Long Distance Paths:
Anglesey Island Coast Path
Coast to Coast
Cornwall Coast Path
Hadrian's Wall Path
North Downs Way
Offa's Dyke Path
Peddar's and Norfolk Coast
Pembrokeshire Coast Path
South Downs Way
West Highland Way
In London I checked the hiking section and had some comments on guidebooks. 'The Big Walks of Great Britain' by David Bathurst had a basic description of most of the long paths, but no maps, and it was probably not good enough for me to actually plan a hike from the states.
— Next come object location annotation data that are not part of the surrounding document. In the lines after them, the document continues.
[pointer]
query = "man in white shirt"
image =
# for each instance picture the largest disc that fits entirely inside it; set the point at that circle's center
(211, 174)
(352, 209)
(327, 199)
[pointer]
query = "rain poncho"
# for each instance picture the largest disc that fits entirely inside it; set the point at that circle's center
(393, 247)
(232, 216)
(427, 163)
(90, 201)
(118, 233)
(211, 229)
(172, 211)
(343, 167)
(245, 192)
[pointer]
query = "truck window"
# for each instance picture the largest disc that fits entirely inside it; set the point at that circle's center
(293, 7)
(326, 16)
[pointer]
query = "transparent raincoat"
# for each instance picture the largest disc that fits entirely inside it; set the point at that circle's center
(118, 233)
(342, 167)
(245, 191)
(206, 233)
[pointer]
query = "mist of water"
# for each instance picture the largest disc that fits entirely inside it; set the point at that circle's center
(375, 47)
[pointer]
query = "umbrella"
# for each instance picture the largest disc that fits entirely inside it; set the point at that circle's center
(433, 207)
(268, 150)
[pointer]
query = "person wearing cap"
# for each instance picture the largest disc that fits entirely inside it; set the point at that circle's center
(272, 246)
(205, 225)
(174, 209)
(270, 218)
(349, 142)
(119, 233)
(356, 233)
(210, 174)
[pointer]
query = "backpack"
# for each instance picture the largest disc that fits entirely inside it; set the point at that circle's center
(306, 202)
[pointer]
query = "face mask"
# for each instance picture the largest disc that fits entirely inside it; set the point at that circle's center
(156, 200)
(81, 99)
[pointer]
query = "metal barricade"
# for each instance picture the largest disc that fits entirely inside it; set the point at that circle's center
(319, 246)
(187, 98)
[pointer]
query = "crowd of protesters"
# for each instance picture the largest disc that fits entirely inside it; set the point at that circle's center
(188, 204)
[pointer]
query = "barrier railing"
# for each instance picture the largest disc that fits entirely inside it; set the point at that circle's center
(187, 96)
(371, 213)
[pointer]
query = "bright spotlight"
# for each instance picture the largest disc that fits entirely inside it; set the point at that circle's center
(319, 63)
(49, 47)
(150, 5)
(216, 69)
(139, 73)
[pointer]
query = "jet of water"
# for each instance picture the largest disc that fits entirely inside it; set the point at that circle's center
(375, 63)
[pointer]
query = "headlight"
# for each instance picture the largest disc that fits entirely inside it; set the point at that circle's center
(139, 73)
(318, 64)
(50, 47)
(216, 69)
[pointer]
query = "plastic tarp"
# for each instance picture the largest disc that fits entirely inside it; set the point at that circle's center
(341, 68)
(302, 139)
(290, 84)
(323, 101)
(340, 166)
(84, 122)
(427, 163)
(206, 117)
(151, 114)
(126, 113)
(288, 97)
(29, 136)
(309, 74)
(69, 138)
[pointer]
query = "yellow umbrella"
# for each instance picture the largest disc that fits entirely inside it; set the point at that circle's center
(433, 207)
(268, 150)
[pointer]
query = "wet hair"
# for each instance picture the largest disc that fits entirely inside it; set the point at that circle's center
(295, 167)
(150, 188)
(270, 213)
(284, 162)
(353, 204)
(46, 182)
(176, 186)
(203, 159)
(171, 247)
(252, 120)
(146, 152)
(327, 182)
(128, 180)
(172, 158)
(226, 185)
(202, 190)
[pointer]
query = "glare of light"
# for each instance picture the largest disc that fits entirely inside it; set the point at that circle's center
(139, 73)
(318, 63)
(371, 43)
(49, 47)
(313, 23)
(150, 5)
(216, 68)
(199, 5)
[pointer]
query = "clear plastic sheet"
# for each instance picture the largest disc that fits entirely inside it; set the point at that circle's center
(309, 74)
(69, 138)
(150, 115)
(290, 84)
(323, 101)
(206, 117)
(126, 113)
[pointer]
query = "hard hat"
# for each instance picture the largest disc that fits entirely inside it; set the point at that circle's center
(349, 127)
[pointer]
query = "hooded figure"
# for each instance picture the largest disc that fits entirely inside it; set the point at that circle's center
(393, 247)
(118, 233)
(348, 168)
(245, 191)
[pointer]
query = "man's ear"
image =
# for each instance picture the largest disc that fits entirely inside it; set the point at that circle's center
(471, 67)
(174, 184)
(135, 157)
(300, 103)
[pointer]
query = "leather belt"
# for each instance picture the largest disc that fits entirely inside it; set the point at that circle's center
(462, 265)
I did not like the maps in my Trailblazer guidebook because they were not topographic maps with contour lines, and because they did not include other public footpaths that might be useful for avoiding roads, going for supplies, etcetera. Most other guidebooks have these features, I just need to check before buying. On the other hand, of the other brands I looked at, none had as much info on what supplies were available in towns as the Trailblazer guide did. If there is a gps database of all public footpaths in Great Britain, carrying a GPS might eliminate this as a concern. There was a Cicerone Guide - 'The End to End Trail', which did LEJOG using Offa's Dyke from Chepstow to Knighton, but it's maps were not topographic and did not show intersecting public footpaths.
For the first 5 days of the trip, it rained quite often, and the sun rarely showed. The ground was so saturated that even on steep grassy slopes, the pressure of stepping on the ground squeezed out masses of water. Bushes and grass dripped with rain and dew. This caused me some foot problems. The skin of my feet was constantly saturated with water. Here, see the utterly saturated soles of my feet. You just can't walk comfortably and without damage for long distances on feet this wet.
My skin chafed all the way through the outside layers of my skin on top of my toes where they attach to the ball of the foot, and in patches on the outside of my ankles. There were also several blisters on the bottom of my feet, and atop my right big toe, but none of the blisters caused me too much pain. Fortunately, the next 5 days were quite dry, with some sun, and my feet were recovering well by the end of the trip.
Friction Damage after Walking 5 Days with Saturated Feet.
|Below a new friction burn developed on the outside of my left ankle August 7.|
Some Healing has Occurred after Walking 3 Days with Dry Weather.
Much Healing has Occurred by a Few Days After the Hike.
I was still scrubbing dead skin off my feet a month later in mid September during my Superior Hiking Trail walk and Boundary Waters Canoe trip.
In the end, I should not have used cotten socks, even on this relatively short trip. Also, if I'd gotten a dry room after a few days of rain, I might have avoided the foot problems. Finally, the boots had no ventilation, and could not dry either while walking, or at night. Maybe the biggest lesson is that I was lax in planning for and adjusting to rain and associated foot problems since this hike would be less than 2 weeks. No hike is too short for the right equipment or for taking the right remedial actions when faced with problems.